Wie fand ich's?: Ich habe in diesem Blog ja bereits mehrfach Filme besprochen, welche direkt oder indirekt Bezug auf die Werke Lewis Carrolls nehmen (s. h.: Auch Hasen schlagen Haken und Skandal im Sperrbezirk). In diesem Falle jedoch (Titel und Name der Hauptprotagonistin, Alice Carrol, weisen eindeutig auf eine gewollte Verbindung zu den surrealen Kinderbüchern Carrolls hin), führt dies den Zuschauer letztendlich wohl eher in die falsche Richtung. Wer eine verrückte Teeparty erwartet, bekommt stattdessen ein verstörendes Mitternachtsmahl serviert, und wer mit einem weißen Hasen rechnet, kriegt einen ebenso wortkargen wie geheimnisvollen jungen Herrn in blütenweißer Freizeitkleidung zu sehen.

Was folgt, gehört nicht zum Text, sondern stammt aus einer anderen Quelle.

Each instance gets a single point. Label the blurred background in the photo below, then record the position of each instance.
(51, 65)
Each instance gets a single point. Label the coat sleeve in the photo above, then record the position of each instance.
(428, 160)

Der ja eher für seine Vorlieben für Hitchcock und die kleinen und großen Verbrechen des Bürgertums seiner französischen Heimat bekannte Claude Chabrol (vgl.: Leicht perlend, stark im Abgang) liefert hier seinen vielleicht ungewöhnlichsten Film ab, den er zudem im Vorspann dem Gedenken an Fritz Lang widmet. Dessen offensichtlicher Einfluss auf diesen Film ist aber ebenso gering, wie der Lewis Carrolls und der überraschende Schlusstwist rückt den Film noch mehr in die Richtung Drama.
Zwar ist diese Endauflösung nicht neu, doch gewinnt der Film dadurch tatsächlich an Tiefe und dient nicht nur als plumper Schockeffekt. Betrachtet man den Film im Wissen um diese Auflösung erneut, so werden die Begegnungen und Gespräche in ein neues Licht gerückt und besonders der Dialog mit dem Hausdiener Colas am Ende des Films gibt der Geschichte eine zusätzlich tragische Wendung.
Dieses menschliche Schicksal rückt den Film dann doch wieder etwas näher an das Gesamtwerk Chabrols, aus dem dieser etwas vergessene Mysterythriller herausfällt.
Ob Sylvia Kristel (*1952; †2012) die Hauptrolle allein aufgrund ihrer ernormen Popularität als Emmanuelle aus Just Jaeckins Erfolgsfilm von 1974 bekam, sei mal dahinzustellen, durch eine kurze, etwas unmotivierte Nacktszene der leider im letzten Jahr verstorbenen Erotikikone, wird dieser Eindruck allerdings untermauert. Zwar ist die darstellerische Leistung der attraktiven Belgierin nicht wirklich schlecht, doch es ist schon interessant sich zu fragen, wie der Film mit einer erfahrenere Schauspielerin in ihrer Rolle ausgesehen hätte.



Fazit: Ein leichter Fall von Etikettenschwindel und ein ungewöhnlicher Stoff für den Regisseur - aber ein ebenso charmanter, wie veritabler Geheimtipp im Genre des Psychohorrors.